Sam Muropa (31), who drove around Harare in an unmarked Toyota Wish, allegedly picked up women looking for transport before robbing and raping some of them.
He is facing 19 counts of robbery, six counts of rape, one count of aggravated indecent assault, three counts of indecent assault, one count of money laundering and one charge of impersonating a police officer.
However, two of his accomplices — identified as Author Kudzai Sithole and Trymore — are still on the loose, though the long arm of the law is fast catching up with them.
The trio took advantage of public transport woes to lure women into their pirate taxi, also known as mushikashika, under the pretext that they want to ferry them to their intended destinations.
“We are calling for an end to all forms of violence against women and the girl-child. Violence against women and girls can take place anywhere, be it at water collection points or through child marriages, among others,” said Shamwari Yemwanasikana director Ms Ekenia Chifamba.
A number of women continue using both private cars and pirate taxis despite the surge in robbery and rape cases.
“Public transport has become a problem. The Zupco buses and commuter omnibuses are not enough to transport the commuting public. Women have responsibilities that need their attention at home, thus they end up using private cars to get them home on time to fulfil their responsibilities . . .
“I am urging women to be vigilant when boarding private vehicles. They should try by all means to memorise the number plates of the vehicle. They should also have items like pepper spray at hand to protect themselves,” added Ms Chifamba.
Mr Tafadzwa Goliati, president of the Passengers Association of Zimbabwe (PAZ), also agreed.
“Zupco is not capable of ferrying passengers as their fleet is small.

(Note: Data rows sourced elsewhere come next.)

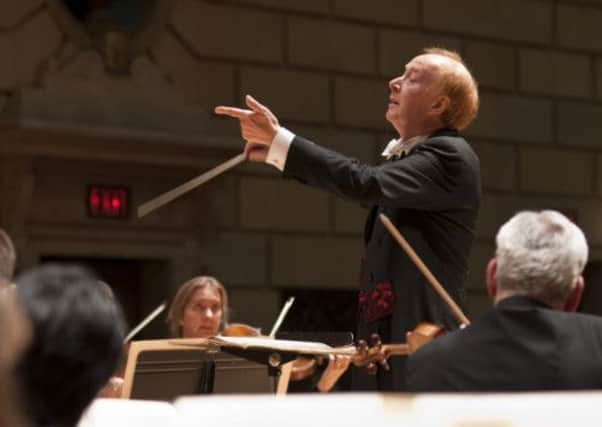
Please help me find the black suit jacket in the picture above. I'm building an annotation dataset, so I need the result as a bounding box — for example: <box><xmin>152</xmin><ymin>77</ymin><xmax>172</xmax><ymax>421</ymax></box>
<box><xmin>284</xmin><ymin>130</ymin><xmax>480</xmax><ymax>390</ymax></box>
<box><xmin>407</xmin><ymin>297</ymin><xmax>602</xmax><ymax>392</ymax></box>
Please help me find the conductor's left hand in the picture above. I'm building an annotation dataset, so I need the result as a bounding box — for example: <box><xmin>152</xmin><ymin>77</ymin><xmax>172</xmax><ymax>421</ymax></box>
<box><xmin>215</xmin><ymin>95</ymin><xmax>280</xmax><ymax>161</ymax></box>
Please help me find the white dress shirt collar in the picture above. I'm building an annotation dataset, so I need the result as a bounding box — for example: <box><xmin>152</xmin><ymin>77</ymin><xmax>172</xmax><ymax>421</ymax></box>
<box><xmin>381</xmin><ymin>135</ymin><xmax>428</xmax><ymax>160</ymax></box>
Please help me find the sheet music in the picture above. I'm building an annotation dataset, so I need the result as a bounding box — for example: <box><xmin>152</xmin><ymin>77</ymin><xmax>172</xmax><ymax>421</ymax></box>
<box><xmin>170</xmin><ymin>335</ymin><xmax>356</xmax><ymax>356</ymax></box>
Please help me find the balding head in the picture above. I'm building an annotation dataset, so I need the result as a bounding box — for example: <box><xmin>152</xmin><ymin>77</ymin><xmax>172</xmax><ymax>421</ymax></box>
<box><xmin>423</xmin><ymin>47</ymin><xmax>479</xmax><ymax>130</ymax></box>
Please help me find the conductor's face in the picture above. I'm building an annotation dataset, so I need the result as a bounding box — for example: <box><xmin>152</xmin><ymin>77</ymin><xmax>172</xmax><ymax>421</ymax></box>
<box><xmin>385</xmin><ymin>54</ymin><xmax>448</xmax><ymax>138</ymax></box>
<box><xmin>181</xmin><ymin>286</ymin><xmax>222</xmax><ymax>338</ymax></box>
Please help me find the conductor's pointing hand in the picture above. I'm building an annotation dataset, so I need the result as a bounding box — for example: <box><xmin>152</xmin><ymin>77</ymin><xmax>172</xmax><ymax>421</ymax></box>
<box><xmin>215</xmin><ymin>95</ymin><xmax>280</xmax><ymax>162</ymax></box>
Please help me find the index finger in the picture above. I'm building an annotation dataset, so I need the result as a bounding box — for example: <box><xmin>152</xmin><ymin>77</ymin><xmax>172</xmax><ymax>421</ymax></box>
<box><xmin>213</xmin><ymin>105</ymin><xmax>252</xmax><ymax>119</ymax></box>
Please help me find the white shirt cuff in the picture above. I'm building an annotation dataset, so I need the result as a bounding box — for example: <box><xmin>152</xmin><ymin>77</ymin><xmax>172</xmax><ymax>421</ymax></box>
<box><xmin>265</xmin><ymin>126</ymin><xmax>295</xmax><ymax>172</ymax></box>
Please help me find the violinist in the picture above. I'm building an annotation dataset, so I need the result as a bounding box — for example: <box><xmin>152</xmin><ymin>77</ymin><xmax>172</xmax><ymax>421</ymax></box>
<box><xmin>407</xmin><ymin>211</ymin><xmax>602</xmax><ymax>392</ymax></box>
<box><xmin>215</xmin><ymin>48</ymin><xmax>480</xmax><ymax>390</ymax></box>
<box><xmin>167</xmin><ymin>276</ymin><xmax>228</xmax><ymax>338</ymax></box>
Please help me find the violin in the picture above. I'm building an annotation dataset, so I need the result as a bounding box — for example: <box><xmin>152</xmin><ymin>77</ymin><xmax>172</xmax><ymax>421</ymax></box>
<box><xmin>220</xmin><ymin>323</ymin><xmax>261</xmax><ymax>337</ymax></box>
<box><xmin>290</xmin><ymin>322</ymin><xmax>444</xmax><ymax>381</ymax></box>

They must increase their fleet two-fold . . .,” Goliati said.
Zupco requires 2 000 buses to run an efficient mass transport system.
Currently, the transport utility owns less than 300 buses, while the rest are operating through its franchise.
However, Government has redoubled efforts to boost its fleet.
Last week, 50 new buses were commissioned and a further 100 are on the way.
Authorities plan to buy a cumulative 667 coaches this year.
The programme is running in tandem with plans to locally assemble buses through strategic tie-ups with companies from both Belarus and China.
Last week, Zupco also entered into a deal with the National Railways of Zimbabwe (NRZ) to ease transport problems in major urban areas in Bulawayo and Harare through introducing commuter trains.
Using a single $60 ticket, commuters can use buses to get to the railway line then take the train to town, including on the return journey.
The new system is expected to be fool-proof.
“Government’s short-term plans to alleviate transport challenges include stepping up the procurement of buses for Zupco operations with an estimated 667 buses set to be delivered by year-end.
“…in addition, the Government is carrying out surveys and assessments for rescheduling and prioritising bus deployment in favour of high-demand routes and pressure points, as well as stepping up the engagement of private operators to register with Zupco,” Local Government and Public Works Permanent Secretary Mr Zvinechimwe Churu told The Sunday Mail Society.
Police continue to warn the public against boarding buses that are not registered with Zupco, using pirate taxis and private vehicles.
In fact, it is now deemed a criminal offence.
Commuters risk fines as high as $2 000 for breaking the law.
“As police in Harare province, we are worried by this growing trend in which victims fall prey to criminals who misrepresent themselves as transporters,” said Zimbabwe Republic Police (ZRP) Harare spokesperson Inspector Tendai Mwanza.
“A case in point is that of a Kuwadzana man and his accomplices who were operating a mushikashika with the intention of robbing and raping female victims. Most of the victims are women, hence our appeal to members of the public to avoid mushikashika.”
Police, he added, will hunt down the fugitive rapists.
“We are currently pursuing leads that might result in their arrest. We are, therefore, appealing to members of the public who might have information on their whereabouts to report to any nearest police station,” he said.
Commuters are also being implored to avoid travelling at night, while those who drive private cars are being warned against picking up strangers.
Added Insp Mwanza: “The law is clear: Zupco, and only Zupco buses and affiliated kombis, are allowed to operate…”
Harare police recently impounded more than 30 buses that tried to take advantage of Government’s decision to open intercity travel to those transporting learners back to school.
The rise in rape and robbery cases raises the spectre that the number of serial rapists on the prowl might be high.
But security and crime expert Brian Kashangura is confident that the rapists will be tracked down.
“The police are capable of profiling and tracking them down.
“The police have what is called the carding system in which its crime intelligence unit keeps records of offenders who are out of prison either on bail or have served their sentences. It is, therefore, easy for the police to profile and apprehend repeat offenders.”